Printable Answers to questions in Introduction to Multiple-Dimensional Arrays

Answer 1.

int sum = 0;
for (int row = 0; row < 3;row++)
   for (int col = 0; col < 4; col++)
      sum += table[row][col];

 t is reference to an array of rows, so the number of rows is straightforward.  The number of columns is trickier.  We must actually look at one of the rows to see its size, so the number of columns is the number of elements in row 0 (or 1 or 2 or ...).   How do you state that is Java?

Answer 2a.

Since t is an array of rows,  the number of rows is t.length.
 t[0] is the initial row.

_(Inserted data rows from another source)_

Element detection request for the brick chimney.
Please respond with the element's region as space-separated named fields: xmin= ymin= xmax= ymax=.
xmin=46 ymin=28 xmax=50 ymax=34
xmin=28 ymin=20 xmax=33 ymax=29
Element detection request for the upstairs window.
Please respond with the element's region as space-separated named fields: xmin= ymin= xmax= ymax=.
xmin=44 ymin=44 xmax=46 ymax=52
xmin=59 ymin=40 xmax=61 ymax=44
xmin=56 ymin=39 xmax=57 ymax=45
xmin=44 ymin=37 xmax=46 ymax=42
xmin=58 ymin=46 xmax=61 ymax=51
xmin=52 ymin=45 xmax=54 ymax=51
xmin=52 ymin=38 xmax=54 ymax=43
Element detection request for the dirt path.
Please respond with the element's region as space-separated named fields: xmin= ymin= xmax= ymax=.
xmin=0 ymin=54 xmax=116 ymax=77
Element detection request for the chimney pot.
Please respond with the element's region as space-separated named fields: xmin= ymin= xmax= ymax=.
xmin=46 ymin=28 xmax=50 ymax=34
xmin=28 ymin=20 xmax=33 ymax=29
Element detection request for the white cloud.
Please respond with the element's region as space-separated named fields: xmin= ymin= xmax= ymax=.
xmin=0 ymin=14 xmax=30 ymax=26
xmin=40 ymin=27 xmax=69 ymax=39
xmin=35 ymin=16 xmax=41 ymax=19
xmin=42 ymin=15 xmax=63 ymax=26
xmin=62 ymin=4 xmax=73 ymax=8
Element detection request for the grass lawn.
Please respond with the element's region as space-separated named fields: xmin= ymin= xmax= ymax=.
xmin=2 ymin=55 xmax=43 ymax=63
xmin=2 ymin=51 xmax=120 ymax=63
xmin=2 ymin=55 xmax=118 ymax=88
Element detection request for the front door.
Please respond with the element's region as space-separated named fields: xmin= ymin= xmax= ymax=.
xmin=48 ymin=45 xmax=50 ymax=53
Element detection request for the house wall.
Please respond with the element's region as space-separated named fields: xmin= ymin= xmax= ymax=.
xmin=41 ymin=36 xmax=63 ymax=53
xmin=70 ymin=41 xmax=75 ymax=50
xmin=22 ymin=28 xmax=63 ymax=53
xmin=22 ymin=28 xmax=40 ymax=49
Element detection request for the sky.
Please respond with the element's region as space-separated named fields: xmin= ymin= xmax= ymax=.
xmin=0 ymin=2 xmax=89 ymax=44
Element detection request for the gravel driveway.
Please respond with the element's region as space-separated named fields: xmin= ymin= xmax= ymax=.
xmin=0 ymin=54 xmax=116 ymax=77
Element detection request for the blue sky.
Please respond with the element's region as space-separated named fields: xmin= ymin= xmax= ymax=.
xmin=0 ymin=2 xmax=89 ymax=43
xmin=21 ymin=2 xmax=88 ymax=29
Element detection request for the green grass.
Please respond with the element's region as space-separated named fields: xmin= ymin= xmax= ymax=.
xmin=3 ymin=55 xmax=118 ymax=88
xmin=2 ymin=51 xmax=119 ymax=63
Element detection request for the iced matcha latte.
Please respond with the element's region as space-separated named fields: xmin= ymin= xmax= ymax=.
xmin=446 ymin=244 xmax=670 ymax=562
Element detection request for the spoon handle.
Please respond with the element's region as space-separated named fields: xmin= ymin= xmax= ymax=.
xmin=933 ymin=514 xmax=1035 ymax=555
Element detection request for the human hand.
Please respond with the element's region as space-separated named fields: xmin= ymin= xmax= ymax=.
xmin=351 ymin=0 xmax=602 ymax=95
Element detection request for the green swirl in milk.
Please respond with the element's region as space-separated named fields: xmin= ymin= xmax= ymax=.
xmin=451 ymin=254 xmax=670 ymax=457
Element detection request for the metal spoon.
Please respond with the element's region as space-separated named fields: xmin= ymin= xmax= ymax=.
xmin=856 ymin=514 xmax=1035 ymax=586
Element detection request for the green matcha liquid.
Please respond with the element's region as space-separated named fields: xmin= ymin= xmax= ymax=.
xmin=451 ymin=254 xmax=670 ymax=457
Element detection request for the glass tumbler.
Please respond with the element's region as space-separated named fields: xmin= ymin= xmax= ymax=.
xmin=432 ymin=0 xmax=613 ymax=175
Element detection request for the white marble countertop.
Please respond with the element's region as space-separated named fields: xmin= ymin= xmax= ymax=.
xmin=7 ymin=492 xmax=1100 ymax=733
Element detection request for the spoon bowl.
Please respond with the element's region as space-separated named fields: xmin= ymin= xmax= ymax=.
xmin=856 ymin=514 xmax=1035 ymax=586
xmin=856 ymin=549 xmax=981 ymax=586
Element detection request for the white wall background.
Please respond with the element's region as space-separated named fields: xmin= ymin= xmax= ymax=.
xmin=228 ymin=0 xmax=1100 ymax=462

Its length is t[0].length.  (Or you could replace 0 by any of the other row indices, assuming they are all the same length.)

Answer 2b.

sum2D(int[][] t) {
   int sum = 0;
   for (int row = 0; row < t.length;row++)
      for (int col = 0; col < t[0].length; col++)
         sum += t[row][col];
   return sum;
}

Answer 2c.   Getting the types right is tricky:
sum2D(int[][] t) {
   int sum = 0;
   for (int[] row : t) // t is actualy stored as a 1D array of int[]
      for (int val : row)
         sum += val;
   return sum;
}

Answer 3.

answer3(int[][] a) {
// no provision was made for the array reference a being null:
// you might assume it won't happen as I did here or check and do nothing or throw an exception
   for (int row = 0; row < a.length;row++)
      for (int col = 0; col < a[row].length; col++)
         a[row][col] = 10*(row+1) + col + 1;
}